Berlin — Germany will start a hard lockdown on Wednesday as officials conceded that the coronavirus has spiralled out of control and previous attempts to contain the pandemic were inadequate.
To check the rapid spread of the disease, non-essential stores will be shuttered, employers urged to close workplaces and schoolchildren encouraged to remain at home. The stricter curbs — including a ban on gatherings over the New Year and drinking alcohol in public — will last until at least January 10 after a looser shutdown failed to halt a surge in infections and deaths.
The tighter restrictions — including bans on gatherings over the New Year and drinking alcohol in public — will last until at least Jan. 10 after a looser shutdown failed to halt a surge in infections and deaths.
“There is an urgent need for action,” Chancellor Angela Merkel said after talks with the heads of Germany’s 16 states on Sunday, warning of risks to the nation’s health system. “We have seen rising infections and exponential growth in recent days and that means that we have to grieve many dead.”
After comfortably handling the initial wave of the pandemic, Germany is lagging behind many of its neighbours, and officials came under increasing pressure to act days before the Christmas vacation.
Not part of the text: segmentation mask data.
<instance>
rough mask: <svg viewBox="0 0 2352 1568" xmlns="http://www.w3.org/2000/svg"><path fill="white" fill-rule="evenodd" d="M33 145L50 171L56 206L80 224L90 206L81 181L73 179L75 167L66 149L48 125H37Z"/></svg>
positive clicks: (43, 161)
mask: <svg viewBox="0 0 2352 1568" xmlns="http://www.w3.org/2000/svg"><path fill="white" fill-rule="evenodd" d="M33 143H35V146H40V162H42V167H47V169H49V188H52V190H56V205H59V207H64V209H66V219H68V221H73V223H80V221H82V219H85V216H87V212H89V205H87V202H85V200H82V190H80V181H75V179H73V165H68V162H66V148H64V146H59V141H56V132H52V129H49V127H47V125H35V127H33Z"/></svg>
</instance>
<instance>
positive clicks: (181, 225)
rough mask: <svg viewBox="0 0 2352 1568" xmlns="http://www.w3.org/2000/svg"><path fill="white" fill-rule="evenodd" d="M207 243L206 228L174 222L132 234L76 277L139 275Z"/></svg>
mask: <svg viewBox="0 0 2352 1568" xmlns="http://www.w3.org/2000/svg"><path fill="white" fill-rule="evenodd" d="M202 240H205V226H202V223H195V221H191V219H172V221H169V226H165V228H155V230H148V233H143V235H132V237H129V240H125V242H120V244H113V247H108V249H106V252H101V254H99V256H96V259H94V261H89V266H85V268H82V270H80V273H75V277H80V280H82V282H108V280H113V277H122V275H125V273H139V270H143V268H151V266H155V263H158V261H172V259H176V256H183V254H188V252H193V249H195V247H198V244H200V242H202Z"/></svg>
New cases and fatalities rose by record amounts on Friday, and more than 22,000 have died from the disease, which has infected a total of 1.35-million people in the country.
The new curbs “reflect the fact that it has got out of control”, economy minister Peter Altmaier said on Monday in an interview with Deutschlandfunk radio. “If things continue at the same pace, hospitals will be overcrowded in a few weeks.”
Bavaria premier Markus Soeder, speaking on Sunday alongside Merkel, agreed that officials have lost their grip on the pandemic, which he termed a “catastrophe”. The front-runner to succeed Merkel after next year’s elections said that if Germany isn’t careful, it “will quickly become the problem child of Europe”.
While other major European economies are gradually easing restrictions, Germany faces the risk of another blow to consumer and business confidence after the spring lockdown triggered a collapse in activity.
A soft shutdown from early November — which closed bars, gyms and theatres but allowed most of the economy to continue operating — failed to bring the virus back under control, putting hospitals under strain and complicating contact tracing. The stumbles in dealing with the disease are linked to its complex and at times dysfunctional federal system.
Officials have said the seven-day incidence rate needs to come down to 50 per 100,000 and stay there. The measure rose to a record 176 on Monday, according to the RKI public health institute, while the number of coronavirus patients in intensive care rose to 4,583, also the highest since the start of the outbreak.
The government is trying to limit the impact on the economy, providing emergency relief for businesses in November and December in the amount of around €15bn ($18.2bn) a month. Officials have warned that such assistance can’t continue into 2021, with Germany already taking on tens of billions of euros of new debt this year and next.
A less generous programme that compensates for fixed costs such as heating and rent has been extended until the end of June and expanded. Finance minister Olaf Scholz estimated on Sunday it will cost the federal government about €11bn per month during a hard lockdown.
Instead of brightening the mood before the holidays by loosening curbs, Germans face the psychological blow of tighter restrictions as 2020 draws to a close and before a vaccine is rolled out — likely starting early next year.
Still, the gloom is relative. Germany’s outbreak never neared the highs in countries such as France, the UK and Spain, and contagion rates remain less severe than in more than half of Europe.